Extraction of semantic statements on the content of humanities literature using OpenAlex (Schenkel, Schöch)
The amount of specialist literature published each year exceeds the reading capacity of researchers. Traditionally, abstracts and keywords (for articles) and reviews (for books) serve as a solution. However, these cannot make the content of a specialist article or book available comprehensively and, above all, not semantically and machine-readable, and thus richly analyzable in the sense of 'semantic publishing'. The aim of the sub-project is to develop strategies for solving this challenge, which is of great relevance for classic research tasks such as determining the state of research or describing the research history.

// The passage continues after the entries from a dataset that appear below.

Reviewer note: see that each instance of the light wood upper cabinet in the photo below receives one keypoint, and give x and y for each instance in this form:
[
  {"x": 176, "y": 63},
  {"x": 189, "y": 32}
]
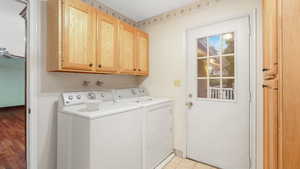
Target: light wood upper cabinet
[
  {"x": 270, "y": 36},
  {"x": 127, "y": 47},
  {"x": 78, "y": 36},
  {"x": 83, "y": 39},
  {"x": 142, "y": 53},
  {"x": 107, "y": 53}
]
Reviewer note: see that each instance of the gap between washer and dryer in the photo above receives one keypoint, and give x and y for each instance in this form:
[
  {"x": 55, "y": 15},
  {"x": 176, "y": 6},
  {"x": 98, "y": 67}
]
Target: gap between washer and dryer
[{"x": 180, "y": 163}]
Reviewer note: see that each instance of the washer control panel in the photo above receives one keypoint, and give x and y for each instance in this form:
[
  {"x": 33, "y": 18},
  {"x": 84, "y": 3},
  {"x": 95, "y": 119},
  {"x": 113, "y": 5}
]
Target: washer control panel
[{"x": 74, "y": 98}]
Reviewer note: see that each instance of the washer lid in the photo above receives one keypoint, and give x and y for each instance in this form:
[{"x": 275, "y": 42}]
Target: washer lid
[{"x": 105, "y": 109}]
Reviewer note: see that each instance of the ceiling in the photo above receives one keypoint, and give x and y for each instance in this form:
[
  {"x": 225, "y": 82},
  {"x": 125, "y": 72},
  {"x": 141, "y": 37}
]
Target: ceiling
[
  {"x": 142, "y": 9},
  {"x": 11, "y": 7}
]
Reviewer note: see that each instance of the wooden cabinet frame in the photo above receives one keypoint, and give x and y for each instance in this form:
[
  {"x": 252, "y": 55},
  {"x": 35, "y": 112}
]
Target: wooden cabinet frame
[
  {"x": 100, "y": 59},
  {"x": 59, "y": 58}
]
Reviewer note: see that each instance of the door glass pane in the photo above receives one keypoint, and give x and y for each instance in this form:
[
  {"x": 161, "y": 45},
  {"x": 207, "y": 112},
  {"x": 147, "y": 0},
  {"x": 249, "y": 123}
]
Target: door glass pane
[
  {"x": 214, "y": 83},
  {"x": 202, "y": 47},
  {"x": 214, "y": 67},
  {"x": 216, "y": 72},
  {"x": 214, "y": 43},
  {"x": 202, "y": 88},
  {"x": 228, "y": 83},
  {"x": 228, "y": 43},
  {"x": 202, "y": 67},
  {"x": 214, "y": 90},
  {"x": 228, "y": 66}
]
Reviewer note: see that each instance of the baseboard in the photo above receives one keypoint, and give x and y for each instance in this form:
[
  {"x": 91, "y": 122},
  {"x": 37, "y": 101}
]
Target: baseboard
[
  {"x": 178, "y": 153},
  {"x": 12, "y": 107},
  {"x": 166, "y": 161}
]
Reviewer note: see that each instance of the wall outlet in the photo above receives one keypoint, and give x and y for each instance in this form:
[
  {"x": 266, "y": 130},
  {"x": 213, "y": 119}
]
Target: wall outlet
[{"x": 177, "y": 83}]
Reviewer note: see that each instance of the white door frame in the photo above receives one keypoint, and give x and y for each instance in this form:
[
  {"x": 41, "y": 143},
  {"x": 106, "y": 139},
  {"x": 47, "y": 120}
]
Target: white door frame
[
  {"x": 32, "y": 84},
  {"x": 253, "y": 82}
]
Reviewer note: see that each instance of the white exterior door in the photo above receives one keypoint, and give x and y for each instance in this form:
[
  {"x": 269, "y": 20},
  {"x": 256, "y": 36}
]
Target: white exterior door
[{"x": 219, "y": 94}]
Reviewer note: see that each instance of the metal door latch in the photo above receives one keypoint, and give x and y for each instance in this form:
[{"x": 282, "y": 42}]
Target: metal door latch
[{"x": 189, "y": 104}]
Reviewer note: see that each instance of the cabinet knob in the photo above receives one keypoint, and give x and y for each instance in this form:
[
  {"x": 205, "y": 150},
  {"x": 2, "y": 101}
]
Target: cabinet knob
[{"x": 265, "y": 69}]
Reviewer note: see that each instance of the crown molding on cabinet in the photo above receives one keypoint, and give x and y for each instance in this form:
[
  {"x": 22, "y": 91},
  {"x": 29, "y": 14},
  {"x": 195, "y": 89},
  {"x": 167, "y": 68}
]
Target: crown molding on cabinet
[
  {"x": 108, "y": 10},
  {"x": 188, "y": 9}
]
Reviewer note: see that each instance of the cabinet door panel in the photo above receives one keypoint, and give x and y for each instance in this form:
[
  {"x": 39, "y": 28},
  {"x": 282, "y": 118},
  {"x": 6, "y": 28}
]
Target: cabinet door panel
[
  {"x": 290, "y": 84},
  {"x": 142, "y": 53},
  {"x": 127, "y": 49},
  {"x": 107, "y": 31},
  {"x": 270, "y": 36},
  {"x": 271, "y": 125},
  {"x": 78, "y": 36}
]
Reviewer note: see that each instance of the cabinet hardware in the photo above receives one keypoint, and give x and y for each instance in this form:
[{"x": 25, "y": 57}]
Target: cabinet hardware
[{"x": 189, "y": 104}]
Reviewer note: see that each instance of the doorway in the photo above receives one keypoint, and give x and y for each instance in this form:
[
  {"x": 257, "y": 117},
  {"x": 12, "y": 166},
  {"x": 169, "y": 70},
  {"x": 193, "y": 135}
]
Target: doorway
[
  {"x": 218, "y": 98},
  {"x": 13, "y": 117}
]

TP 3 (Digital Humanities & Informatics): Extraction of semantic statements on the content of specialist literature in the humanities using OpenAlex
In the humanities, too, the amount of specialist literature published each year exceeds the capacity of researchers many times over. Traditionally, abstracts and keywords (for articles) and reviews (for books) serve as a solution. However, these cannot make the content of a specialist article or book available comprehensively and, above all, not semantically and machine-readable, and thus richly analyzable in the sense of 'semantic publishing' (Shotton 2009, see also Schöch 2020).
The aim of the sub-project is to develop strategies for solving this challenge, which is of great relevance for classic research tasks such as determining the state of research or describing the research history of a research question (see Kreutz and Schenkel 2022). For this purpose, extensive collections of specialist literature from several humanities domains are to be semantically annotated manually in parts on the one hand, and on the other hand, the transformation of abstract and keywords or, if available, the full text of a publication into a manageable number of meaningful LOD statements is to be learned on this basis.

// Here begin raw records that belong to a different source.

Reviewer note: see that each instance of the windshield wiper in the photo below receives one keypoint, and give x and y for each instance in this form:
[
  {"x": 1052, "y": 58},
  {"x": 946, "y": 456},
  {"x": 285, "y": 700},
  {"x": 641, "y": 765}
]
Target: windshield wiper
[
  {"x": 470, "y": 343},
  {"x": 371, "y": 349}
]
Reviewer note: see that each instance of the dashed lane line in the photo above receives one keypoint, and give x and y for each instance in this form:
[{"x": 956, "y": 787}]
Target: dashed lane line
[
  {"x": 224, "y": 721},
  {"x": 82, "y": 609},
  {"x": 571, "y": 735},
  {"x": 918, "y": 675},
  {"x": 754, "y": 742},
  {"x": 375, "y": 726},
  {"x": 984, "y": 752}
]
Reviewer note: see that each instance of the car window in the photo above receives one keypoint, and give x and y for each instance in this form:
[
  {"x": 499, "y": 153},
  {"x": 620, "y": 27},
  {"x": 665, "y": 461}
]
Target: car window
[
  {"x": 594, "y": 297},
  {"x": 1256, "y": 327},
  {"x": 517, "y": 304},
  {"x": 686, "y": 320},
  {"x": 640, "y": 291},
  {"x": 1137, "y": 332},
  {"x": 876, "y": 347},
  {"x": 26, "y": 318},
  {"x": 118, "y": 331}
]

This also requires the modeling of the domain, at least in its rough elements, which means that aspects such as the nature of the underlying object of investigation, the epoch covered, the tools and methods used and the underlying specialist literature must be taken into account. In this respect, this sub-project is to be understood as a cross-sectional project that can make an important contribution to the integration of the results from the other sub-projects. The project could be operated on the basis of data from the Open Alex platform, where extensive metadata is already available in the form of LOD via an API or as a dump. However, the indexing depth of OpenAlex is comparatively low and follows the logic of a folksonomy rather than that of a structured model of a domain. This is to be made possible through the use of full texts (more information about the article content) and a data model of the domains examined (more structured vocabulary).
Team
- Prof. Dr. Ralf Schenkel
- Prof. Dr. Christof Schöch
- Jens Bruchertseifer
References
Kreutz, Christin Katharina, and Ralf Schenkel. 2022. “Scientific Paper Recommendation Systems: A Literature Review of Recent Publications.” International Journal on Digital Libraries 23 (4): 335–69. https://doi.org/10.1007/s00799-022-00339-w.

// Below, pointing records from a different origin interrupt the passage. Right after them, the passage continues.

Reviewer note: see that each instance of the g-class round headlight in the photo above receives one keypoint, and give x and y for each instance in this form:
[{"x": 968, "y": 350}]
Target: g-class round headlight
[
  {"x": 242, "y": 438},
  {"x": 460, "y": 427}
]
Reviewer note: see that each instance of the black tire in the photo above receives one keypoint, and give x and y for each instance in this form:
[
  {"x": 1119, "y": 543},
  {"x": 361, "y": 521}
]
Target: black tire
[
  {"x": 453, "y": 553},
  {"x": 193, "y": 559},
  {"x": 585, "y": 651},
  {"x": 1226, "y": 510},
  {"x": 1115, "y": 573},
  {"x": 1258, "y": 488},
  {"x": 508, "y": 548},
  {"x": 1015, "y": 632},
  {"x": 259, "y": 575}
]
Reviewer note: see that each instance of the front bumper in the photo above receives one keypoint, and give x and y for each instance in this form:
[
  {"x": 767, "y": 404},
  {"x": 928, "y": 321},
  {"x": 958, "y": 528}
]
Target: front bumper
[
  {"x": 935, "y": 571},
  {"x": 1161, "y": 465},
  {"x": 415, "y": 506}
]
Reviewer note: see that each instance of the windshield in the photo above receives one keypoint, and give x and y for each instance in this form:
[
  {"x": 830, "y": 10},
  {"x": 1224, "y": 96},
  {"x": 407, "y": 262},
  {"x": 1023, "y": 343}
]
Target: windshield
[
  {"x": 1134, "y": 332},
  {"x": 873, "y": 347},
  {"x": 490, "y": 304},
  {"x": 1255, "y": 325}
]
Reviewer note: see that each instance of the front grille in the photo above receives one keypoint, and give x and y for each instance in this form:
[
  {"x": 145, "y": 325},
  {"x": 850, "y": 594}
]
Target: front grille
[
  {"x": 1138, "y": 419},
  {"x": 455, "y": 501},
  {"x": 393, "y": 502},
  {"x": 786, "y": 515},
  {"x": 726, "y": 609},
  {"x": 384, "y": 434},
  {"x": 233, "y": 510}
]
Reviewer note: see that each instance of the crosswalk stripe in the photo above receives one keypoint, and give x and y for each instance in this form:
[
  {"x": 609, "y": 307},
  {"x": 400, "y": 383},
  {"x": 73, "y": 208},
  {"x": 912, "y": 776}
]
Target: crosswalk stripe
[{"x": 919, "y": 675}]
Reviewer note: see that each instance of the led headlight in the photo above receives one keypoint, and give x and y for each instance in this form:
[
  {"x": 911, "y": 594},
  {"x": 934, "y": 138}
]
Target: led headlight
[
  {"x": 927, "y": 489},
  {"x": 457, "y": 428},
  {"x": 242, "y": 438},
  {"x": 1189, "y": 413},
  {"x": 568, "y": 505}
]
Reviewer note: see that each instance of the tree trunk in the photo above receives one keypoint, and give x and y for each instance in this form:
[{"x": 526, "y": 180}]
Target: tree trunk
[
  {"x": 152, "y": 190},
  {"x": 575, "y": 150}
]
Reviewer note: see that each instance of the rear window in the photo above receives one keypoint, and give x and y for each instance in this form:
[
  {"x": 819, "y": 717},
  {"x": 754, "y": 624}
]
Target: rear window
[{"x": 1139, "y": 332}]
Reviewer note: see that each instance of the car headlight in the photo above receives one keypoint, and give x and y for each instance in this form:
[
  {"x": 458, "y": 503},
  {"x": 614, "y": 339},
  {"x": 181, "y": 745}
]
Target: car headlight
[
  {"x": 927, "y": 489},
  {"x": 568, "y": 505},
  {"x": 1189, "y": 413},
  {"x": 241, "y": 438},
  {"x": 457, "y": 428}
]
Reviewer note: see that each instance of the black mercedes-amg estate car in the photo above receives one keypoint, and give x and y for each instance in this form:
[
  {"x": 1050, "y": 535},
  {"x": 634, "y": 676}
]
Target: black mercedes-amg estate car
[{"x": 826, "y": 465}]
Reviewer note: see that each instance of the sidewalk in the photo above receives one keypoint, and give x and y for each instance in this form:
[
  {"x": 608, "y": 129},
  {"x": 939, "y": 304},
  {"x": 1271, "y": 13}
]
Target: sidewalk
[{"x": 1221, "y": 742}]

Schöch, Christof. 2020. “Open Access für die Maschinen.” In Die Zukunft des kunsthistorischen Publizierens, herausgegeben von Maria Effinger & Hubertus Kohle. Heidelberg: ART-Books. https://doi.org/10.11588/arthistoricum.663.c9210.
Shotton, David. 2009. “Semantic Publishing: The Coming Revolution in Scientific Journal Publishing.” Learned Publishing 22 (2): 85–94. https://doi.org/10.1087/2009202.